The statement, which is published to coincide with the fifth anniversary of the Modern Slavery Act 2015, outlines action being taken to ensure that taxpayers’ money does not line the pockets of criminals who exploit vulnerable workers.
Thousands of businesses are currently required to publish annual modern slavery statements under the Act.
To lead the way for the public sector, the UK government has now published its statement which assesses the risk of modern slavery across around £50 billion of its annual spending. Individual ministerial departments will publish their modern slavery statements from 2020/21.
The government has also consulted on strengthening the requirement for large businesses to publish their modern slavery statements – including extending this to public bodies – and has committed to developing a registry for modern slavery statements.
Safeguarding Minister Victoria Atkins said:
As we acknowledge everything this government has achieved for victims of modern slavery over the last five years, I am proud that we are taking this unprecedented step to show how we are tackling slavery during procurement.
We are committed to targeting perpetrators and safeguarding victims of this horrific crime, both domestically and globally.
Cabinet Office Minister Lord Agnew said:
As a government, we are committed to driving out modern slavery in all forms, so it is crucial that we make sure it’s nowhere to be seen in the supply chains which helps provide our vital public services.
I am also delighted that across government, we will be publishing our own modern slavery statements, so people can see the work we are doing to fight this terrible practice.
The statement sets out the government’s efforts towards eradicating modern slavery from its supply chains, including direct engagement with around 400 suppliers on implementing effective modern slavery due diligence and delivering training to more than 250 government commercial staff.
The government has already announced plans to deliver greater social value through its commercial activities, that will incentivise businesses to become more responsible and sustainable.
The Modern Slavery Act 2015 continues to be a landmark piece of legislation, which gives law enforcement greater powers to tackle modern slavery and improved essential support for victims.
Measures in the Act included:
- introduction of the statutory defence for victims who were compelled to commit criminal offences
- creation of Independent Child Trafficking Guardians in England and Wales to advocate on behalf of trafficked children
- creation of the role of the Independent Anti-Slavery Commissioner to encourage good practice in tackling modern slavery and the identification of victims.
Earlier this week the government published statutory guidance for safeguarding victims of modern slavery that sets out the support available to victims and the process for determining whether someone is a victim.
The number of live police operations has increased thanks to the provisions under the Act, from 188 police operations in December 2016 to at least 1,810 in February 2020. In the year to September 2019, the police recorded 6,544 offences of modern slavery, an increase of 53% compared with the previous year (4,268 offences).
Dame Sara Thornton, Independent Anti-Slavery Commissioner, said:
Five years ago, the Modern Slavery Act introduced ground-breaking new measures to improve the protection offered to victims and survivors of modern slavery and to bolster the law enforcement response against perpetrators of this devastating crime.

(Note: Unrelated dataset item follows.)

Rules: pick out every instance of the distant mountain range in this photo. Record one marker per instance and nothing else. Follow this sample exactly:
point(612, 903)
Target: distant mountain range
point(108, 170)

However, protecting victims and prosecutors is not enough. We need to do much more to tackle the structures that allow exploitation to thrive. Ensuring that businesses, public services and government are doing all they can to prevent trafficking from taking place in their supply chains is vital.
I welcome the publication of the government modern slavery statement and this commitment to continue taking a world-leading approach to tackling modern slavery.